Sa naissance a annoncé un nouveau monde. Du moins pour ses parents. Un monde plein de déjections, de cris, et d’instants de bonheur inoubliables. Il aurait bien aimé se souvenir de ces moments, mais être un enfant est loin maintenant.
Ce dont lui il se rappelle, ce ne sont que de petites choses. Comme la première boule de terre qu’il a modelée entre ses petites mains dodues (à l’époque).
En un instant, sous le sourire plein de moustache de son père, il avait transformé une boule de poussière mouillée en une sphère pleine de vie, qui lui a permis de créer le ventre de quelque chose de vivant, avec des pattes dont deux bras naissants, qui s’est ensuite étendue en un petit être de terre brune. Un truc imparfait. Avec deux poils bizarrement placés sous un nez tordu. Comme son père.
Sous le rire de sa mère, son père avait raillé la perfection du bonhomme. Ses formes enfantines. Pour apprendre à son fils que le monde n’est pas comme on le trace et le dessine, mais comme on le voit, et encore mieux, comme il fonctionne tout seul même si personne n’est là. Une belle fleur est une fleur qui pousse.
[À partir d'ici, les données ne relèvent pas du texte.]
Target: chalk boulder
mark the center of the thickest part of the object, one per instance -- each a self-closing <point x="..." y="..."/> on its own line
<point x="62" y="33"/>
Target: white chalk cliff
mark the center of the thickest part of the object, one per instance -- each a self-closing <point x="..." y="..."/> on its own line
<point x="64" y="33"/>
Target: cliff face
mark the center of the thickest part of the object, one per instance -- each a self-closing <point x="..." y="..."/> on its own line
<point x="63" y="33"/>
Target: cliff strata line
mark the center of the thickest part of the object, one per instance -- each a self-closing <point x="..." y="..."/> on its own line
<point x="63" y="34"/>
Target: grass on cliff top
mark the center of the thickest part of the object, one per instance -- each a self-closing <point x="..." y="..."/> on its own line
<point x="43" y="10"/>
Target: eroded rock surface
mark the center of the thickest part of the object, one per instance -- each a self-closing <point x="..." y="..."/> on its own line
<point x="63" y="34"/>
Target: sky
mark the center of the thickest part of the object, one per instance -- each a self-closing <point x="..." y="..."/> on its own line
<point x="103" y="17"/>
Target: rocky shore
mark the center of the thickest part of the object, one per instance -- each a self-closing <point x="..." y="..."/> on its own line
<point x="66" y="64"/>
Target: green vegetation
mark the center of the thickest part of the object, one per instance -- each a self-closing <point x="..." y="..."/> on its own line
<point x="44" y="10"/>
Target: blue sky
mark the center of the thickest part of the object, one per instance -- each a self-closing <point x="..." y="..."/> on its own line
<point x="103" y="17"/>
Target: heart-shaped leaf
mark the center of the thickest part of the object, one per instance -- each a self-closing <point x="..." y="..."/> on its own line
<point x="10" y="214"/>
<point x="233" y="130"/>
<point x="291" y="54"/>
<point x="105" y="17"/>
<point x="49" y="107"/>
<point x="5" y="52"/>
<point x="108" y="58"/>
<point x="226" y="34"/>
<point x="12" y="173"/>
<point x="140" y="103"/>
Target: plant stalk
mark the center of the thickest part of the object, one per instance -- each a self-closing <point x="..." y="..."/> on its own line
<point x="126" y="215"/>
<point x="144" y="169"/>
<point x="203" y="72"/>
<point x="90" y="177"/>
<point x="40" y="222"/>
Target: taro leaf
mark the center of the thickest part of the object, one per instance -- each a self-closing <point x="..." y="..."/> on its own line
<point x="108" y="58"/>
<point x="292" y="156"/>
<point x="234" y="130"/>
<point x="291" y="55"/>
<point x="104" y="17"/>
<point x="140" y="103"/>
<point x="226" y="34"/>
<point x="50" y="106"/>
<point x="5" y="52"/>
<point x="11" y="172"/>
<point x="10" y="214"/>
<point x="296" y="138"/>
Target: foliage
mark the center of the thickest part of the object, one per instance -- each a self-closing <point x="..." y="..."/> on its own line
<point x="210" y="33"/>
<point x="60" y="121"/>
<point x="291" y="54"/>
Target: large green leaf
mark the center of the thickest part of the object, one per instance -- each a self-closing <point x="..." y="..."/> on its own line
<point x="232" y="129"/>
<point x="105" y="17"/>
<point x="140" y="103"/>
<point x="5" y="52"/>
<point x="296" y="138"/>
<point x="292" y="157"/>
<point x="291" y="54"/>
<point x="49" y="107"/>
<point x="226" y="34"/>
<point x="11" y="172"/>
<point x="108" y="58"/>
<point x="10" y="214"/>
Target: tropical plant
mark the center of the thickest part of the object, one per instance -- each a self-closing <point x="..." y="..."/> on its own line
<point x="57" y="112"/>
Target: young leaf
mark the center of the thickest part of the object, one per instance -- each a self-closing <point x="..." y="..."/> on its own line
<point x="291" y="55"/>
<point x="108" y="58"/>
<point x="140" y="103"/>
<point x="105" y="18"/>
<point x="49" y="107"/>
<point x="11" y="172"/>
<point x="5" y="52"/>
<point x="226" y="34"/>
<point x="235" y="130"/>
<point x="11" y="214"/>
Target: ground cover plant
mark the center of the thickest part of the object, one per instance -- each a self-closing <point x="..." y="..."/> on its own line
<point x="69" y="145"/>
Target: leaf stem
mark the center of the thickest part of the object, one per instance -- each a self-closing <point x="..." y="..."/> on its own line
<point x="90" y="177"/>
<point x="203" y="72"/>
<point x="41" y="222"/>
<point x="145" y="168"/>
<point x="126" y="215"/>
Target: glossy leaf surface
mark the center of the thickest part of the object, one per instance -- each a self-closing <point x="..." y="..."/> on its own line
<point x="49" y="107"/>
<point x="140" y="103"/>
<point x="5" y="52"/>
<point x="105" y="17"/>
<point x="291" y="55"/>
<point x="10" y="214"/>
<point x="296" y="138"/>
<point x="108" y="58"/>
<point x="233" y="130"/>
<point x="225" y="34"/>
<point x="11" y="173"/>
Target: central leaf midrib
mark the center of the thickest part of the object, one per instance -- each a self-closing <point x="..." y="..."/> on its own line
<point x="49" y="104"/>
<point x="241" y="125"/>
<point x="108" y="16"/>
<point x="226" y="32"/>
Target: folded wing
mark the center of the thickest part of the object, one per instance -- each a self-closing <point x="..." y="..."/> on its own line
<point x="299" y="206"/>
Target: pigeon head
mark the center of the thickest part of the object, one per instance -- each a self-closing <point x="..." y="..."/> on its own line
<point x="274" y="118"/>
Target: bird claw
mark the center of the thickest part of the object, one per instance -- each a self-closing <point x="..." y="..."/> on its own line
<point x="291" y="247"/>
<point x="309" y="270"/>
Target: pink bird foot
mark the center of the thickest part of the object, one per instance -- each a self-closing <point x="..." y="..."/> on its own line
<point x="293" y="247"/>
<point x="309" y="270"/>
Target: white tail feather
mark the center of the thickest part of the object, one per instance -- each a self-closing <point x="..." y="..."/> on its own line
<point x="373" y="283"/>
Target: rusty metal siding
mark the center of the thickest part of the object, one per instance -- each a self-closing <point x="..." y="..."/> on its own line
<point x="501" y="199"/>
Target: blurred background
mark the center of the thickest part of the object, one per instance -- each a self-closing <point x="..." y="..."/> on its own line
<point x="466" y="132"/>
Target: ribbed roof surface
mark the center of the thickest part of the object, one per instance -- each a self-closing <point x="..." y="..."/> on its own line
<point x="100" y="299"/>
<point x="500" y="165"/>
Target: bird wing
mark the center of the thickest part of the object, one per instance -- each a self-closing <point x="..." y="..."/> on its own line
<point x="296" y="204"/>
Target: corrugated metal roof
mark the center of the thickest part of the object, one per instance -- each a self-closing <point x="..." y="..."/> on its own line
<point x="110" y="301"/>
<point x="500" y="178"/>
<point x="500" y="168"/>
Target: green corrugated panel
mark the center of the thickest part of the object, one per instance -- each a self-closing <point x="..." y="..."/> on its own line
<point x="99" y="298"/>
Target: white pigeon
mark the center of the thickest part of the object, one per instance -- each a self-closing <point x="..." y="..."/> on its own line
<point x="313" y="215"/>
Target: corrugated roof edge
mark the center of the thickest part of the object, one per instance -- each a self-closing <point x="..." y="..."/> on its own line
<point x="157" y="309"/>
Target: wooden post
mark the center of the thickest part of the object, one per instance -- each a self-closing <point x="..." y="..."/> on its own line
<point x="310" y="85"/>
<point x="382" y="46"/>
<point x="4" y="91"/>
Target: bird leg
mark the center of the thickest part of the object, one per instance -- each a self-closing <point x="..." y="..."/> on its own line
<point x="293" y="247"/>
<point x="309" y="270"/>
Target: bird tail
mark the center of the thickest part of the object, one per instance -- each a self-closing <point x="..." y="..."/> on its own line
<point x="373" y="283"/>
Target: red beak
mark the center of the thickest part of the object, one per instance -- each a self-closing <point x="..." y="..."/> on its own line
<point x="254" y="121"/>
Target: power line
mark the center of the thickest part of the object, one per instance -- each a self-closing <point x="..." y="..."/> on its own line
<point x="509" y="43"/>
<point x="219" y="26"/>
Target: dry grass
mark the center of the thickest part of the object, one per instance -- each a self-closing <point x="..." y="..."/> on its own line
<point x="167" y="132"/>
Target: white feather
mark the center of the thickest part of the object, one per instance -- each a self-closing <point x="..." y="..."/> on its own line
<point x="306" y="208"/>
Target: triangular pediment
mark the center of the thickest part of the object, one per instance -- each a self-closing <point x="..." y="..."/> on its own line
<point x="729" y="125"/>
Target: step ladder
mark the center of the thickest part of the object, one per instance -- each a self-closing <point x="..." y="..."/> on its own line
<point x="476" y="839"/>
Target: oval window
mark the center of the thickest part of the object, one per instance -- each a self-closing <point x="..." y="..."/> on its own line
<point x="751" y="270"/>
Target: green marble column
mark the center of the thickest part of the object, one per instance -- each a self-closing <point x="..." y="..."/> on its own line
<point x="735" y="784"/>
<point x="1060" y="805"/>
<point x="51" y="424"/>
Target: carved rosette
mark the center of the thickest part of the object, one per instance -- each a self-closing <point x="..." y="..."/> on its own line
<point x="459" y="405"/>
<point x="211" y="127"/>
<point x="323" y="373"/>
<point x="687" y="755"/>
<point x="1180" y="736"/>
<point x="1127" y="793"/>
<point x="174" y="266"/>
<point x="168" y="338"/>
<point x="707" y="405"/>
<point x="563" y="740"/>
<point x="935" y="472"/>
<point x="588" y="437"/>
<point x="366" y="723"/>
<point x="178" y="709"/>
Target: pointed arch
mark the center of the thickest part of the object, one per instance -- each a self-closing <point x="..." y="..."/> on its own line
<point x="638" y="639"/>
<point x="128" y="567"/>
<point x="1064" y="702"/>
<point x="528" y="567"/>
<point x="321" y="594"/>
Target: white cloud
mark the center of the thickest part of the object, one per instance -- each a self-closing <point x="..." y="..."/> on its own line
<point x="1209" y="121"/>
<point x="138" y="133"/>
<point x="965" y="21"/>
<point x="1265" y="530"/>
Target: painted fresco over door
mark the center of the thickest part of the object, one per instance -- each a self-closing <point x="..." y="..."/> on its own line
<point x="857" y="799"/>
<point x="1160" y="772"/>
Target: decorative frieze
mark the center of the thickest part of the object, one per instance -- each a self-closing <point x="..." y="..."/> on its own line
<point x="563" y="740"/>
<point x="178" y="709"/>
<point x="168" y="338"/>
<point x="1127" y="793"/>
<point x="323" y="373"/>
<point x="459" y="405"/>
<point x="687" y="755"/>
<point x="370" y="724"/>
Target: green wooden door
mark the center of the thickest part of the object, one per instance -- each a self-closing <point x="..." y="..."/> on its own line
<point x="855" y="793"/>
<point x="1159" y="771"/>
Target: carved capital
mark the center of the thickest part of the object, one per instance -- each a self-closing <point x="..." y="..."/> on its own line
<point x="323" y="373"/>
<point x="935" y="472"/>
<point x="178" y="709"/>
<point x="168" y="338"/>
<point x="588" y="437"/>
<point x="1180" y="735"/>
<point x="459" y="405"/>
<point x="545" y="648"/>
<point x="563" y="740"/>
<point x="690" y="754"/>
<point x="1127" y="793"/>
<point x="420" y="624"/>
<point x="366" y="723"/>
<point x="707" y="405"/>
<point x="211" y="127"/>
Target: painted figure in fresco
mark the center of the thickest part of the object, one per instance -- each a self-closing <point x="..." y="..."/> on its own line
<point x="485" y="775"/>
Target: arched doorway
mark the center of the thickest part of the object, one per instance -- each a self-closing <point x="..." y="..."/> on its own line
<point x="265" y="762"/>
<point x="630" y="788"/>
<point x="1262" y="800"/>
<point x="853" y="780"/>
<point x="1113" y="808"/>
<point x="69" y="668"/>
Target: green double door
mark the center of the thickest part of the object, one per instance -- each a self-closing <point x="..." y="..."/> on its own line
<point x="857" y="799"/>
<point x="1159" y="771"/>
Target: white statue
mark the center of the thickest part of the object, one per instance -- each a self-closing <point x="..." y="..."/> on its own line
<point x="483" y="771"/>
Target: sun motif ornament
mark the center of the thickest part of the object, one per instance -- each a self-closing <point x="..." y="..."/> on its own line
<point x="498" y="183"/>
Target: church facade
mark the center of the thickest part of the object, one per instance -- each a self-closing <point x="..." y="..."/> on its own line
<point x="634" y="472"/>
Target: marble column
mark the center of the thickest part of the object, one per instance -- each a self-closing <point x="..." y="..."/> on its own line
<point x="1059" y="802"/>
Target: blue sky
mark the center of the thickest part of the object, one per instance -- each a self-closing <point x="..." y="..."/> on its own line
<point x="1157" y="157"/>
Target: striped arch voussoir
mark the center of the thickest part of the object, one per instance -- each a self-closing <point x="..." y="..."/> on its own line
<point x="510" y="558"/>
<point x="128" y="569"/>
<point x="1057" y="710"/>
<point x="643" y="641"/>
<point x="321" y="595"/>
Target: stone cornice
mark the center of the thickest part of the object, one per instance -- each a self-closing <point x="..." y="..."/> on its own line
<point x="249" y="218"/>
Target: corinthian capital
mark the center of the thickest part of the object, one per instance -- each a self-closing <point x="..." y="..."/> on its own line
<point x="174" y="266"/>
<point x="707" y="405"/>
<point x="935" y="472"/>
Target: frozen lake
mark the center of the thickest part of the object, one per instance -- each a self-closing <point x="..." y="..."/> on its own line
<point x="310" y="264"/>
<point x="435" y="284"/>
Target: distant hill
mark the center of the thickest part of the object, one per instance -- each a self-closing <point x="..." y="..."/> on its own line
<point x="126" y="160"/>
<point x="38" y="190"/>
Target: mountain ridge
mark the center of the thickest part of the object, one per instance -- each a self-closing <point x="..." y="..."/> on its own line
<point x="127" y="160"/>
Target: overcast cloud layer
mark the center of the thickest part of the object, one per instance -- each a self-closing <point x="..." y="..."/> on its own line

Sa mère avait rougi.
D’une fureur enfantine, il avait écrasé ce petit homme, cet animal, cette boule pateuse. Elle s’était écrasée sous son propre mépris et sous les cris étonnés de ses parents. Elle s’était mélangée au sel de ses larmes. Elle s’était mélangée à encore un peu plus de terre.
De cette boule, maintenant un peu plus grosse, une nouvelle forme était née.
Plus simple.
Plus ronde.
Née de ses rêves plutôt que du monde autour. Comme pour dire que son père avait tort.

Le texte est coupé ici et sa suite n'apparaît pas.